Immunological changes and adaptation of the tumor microenvironment during glioblastoma progression
2nd funding period, November 2017
Within the funding period we focused on the characterization of the tumor microenvironment in primary glioblastoma (pGBM) and corresponding recurrent glioblastoma (rGBM). We were able to collect and study a unique and meaningful study sample including more than 60 pairs of corresponding pGBM and rGBM tumor tissues. In these samples we observed strong differences in the composition and activation of different immune cell populations (microglia/macrophages, T cells, NK cells, and B cells). By means of transcriptomic analyses we could further confirm the observed changes and identified genes associated with anti-inflammatory tumor-associated microglia and macrophages (TAMs). In order to investigate the influence of TAMs on the functional properties of T cells, different cell types such as tumor cells, TAMs, and tumor-derived endothelial cells have been isolated from fresh tumor tissues and conditioned TAM-medium has been collected. By conducting transmigration assays and Immune Cell Killing assays in an autologous setting, we observed an inhibitory effect of TAMs on T cells. First experiments revealed an improved T cell functionality after TAM targeting suggesting TAMs as a therapeutic target to reduce immunosuppression in GBM.
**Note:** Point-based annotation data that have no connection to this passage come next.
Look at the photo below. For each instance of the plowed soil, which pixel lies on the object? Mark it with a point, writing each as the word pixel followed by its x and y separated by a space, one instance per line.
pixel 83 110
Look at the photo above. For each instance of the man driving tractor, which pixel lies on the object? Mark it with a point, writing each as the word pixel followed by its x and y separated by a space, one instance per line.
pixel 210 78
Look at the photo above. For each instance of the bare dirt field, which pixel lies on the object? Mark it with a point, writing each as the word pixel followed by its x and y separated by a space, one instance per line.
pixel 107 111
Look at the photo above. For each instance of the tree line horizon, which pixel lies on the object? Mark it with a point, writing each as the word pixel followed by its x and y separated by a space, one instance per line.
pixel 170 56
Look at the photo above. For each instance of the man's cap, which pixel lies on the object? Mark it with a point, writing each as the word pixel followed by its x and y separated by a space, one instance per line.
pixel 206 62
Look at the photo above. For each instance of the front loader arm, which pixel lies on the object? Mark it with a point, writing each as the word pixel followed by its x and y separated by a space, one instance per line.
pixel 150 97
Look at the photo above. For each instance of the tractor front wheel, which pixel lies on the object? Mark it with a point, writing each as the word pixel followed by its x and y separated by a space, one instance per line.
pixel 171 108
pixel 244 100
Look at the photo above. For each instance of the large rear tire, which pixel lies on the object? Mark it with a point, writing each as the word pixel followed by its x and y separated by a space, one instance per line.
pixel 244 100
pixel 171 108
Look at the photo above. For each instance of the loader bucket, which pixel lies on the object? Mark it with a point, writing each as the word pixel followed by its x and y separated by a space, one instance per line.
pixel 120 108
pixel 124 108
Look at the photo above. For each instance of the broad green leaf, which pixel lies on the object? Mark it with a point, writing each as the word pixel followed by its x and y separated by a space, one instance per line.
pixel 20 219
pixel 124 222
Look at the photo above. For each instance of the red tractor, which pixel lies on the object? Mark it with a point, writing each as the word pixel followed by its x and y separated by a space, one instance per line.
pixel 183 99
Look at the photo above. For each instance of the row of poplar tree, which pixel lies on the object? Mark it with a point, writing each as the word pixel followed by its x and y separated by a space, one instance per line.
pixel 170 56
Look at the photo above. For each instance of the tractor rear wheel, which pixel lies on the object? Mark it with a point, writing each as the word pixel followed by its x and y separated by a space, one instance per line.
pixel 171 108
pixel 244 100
Moreover, by the combined PF2D-IFN γ-ELISpot method we identified novel immunogenic T cell target antigens which are highly expressed in pGBM and rGBM tumor tissues. We further ensured that these antigens induce immune responses against quiescent and therapy-resistant glioma stem-like cells (GSCs) as well as their differentiated counterpart. Among more than 700 potential T cell target antigens identified by mass spectrometry 32 proteins were selected through a thorough filtering process for further validation. Of these antigens, especially five peptides corresponding to HSPD1, PPIA, FSCN1, ANXA1, and CSTA induced significantly increased tumor-specific T cell responses in a large study sample of GBM patients but not in healthy donors. A comprehensive characterization of these antigens provided evidence for a consistently high mRNA and protein expression during tumor progression. The relevance of these tumor-associated antigens (TAAs) was further corroborated by their expression in quiescent, slow-cycling GSCs as well as differentiated tumor cells and by quantifying a considerable number of antigen-specific T cells.
Finally, by means of printed peptide arrays we could show that the newly identified TAAs do not only induce T cell responses but also robust antibody responses in the serum of pGBM and rGBM patients in a large study sample. In addition, some of these peptide responses showed an association with patient survival. Thus, this method will enable to test immunogenicity of potential TAAs in a less invasive setting.